Los cinco relatos que componen Historia de nuestros perros, por más que varíen la persona del narrador, e incluso su género, son producto de una misma voz, de un mismo mecanismo narrativo. Acevedo Kanopa cuenta historias, todas de entrada realistas, sobre lo que les pasa a unos personajes comunes, en paisajes comunes: una azotea, un residencial, una casa de balneario son los escenarios, más bien abiertos, muy conectados con la naturaleza, con animales, con desplazamientos, con acciones concretas. Los recuerdos familiares, las amistades, las formas de relación que entran en juego en cada cuento, van girando al ritmo de la voz que narra. Todo es uruguayo acá, y está tomado en forma de imágenes, de fragmentos que van circulando, creando historias, porque no pueden hacer otra cosa una vez que el narrador los toca. Las cosas que pasan, para ese narrador, son la ocasión de contarlas, de llevarlas hasta un cierto punto y dejarlas ahí, sin que haya necesariamente un sentido que las ampare: sólo su condición de objetos de lenguaje.

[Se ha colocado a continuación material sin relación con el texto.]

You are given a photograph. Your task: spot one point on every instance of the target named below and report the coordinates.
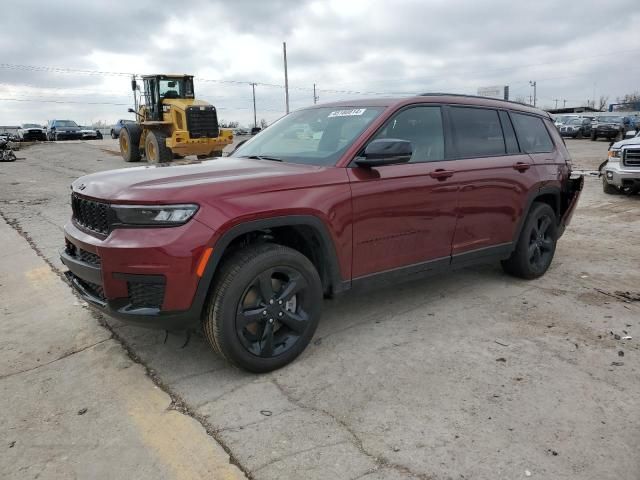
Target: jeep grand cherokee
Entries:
(328, 198)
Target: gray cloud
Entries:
(374, 46)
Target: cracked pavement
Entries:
(468, 375)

Son relatos de vida, podría decirse: el resultado de la invención de una cotidianidad verosímil en la cual van insertándose átomos de locura, de excepcionalidad, sin que alteren la calma del relato. Pero no sólo eso. Lo que sorprende, sobre todo, es la capacidad para seguir adelante (de una manera particularmente visible, en el primer cuento), acumulando circunstancias en la biografía de un personaje, sin que eso parezca artificial ni exagerado. El conocimiento del mundo observado se traspasa, con sus tiempos, al lector. En el primer cuento, el más extenso, el narrador simula un relato oral en el que cuenta su historia a unos interlocutores a los que pide paciencia y da consejos acerca del mundo empresarial; y ese es uno de los tantos modos en que asume la comunicación. Otro es el cambio de narrador en medio de la historia, como en el último cuento. Pero lo central no son los recursos, sino su uso, que convierte a la escritura de Acevedo Kanopa en un hilo que va desenvolviéndose, alternando hechos con reflexiones y con imágenes. Las historias no se redondean, lo cual significa que lo que se va narrando no está tironeado hacia un final, ni hacia un sentido general, ni hacia un juicio sobre las conductas de los personajes, y eso da tiempo para experimentar con las versiones verbales de lo real.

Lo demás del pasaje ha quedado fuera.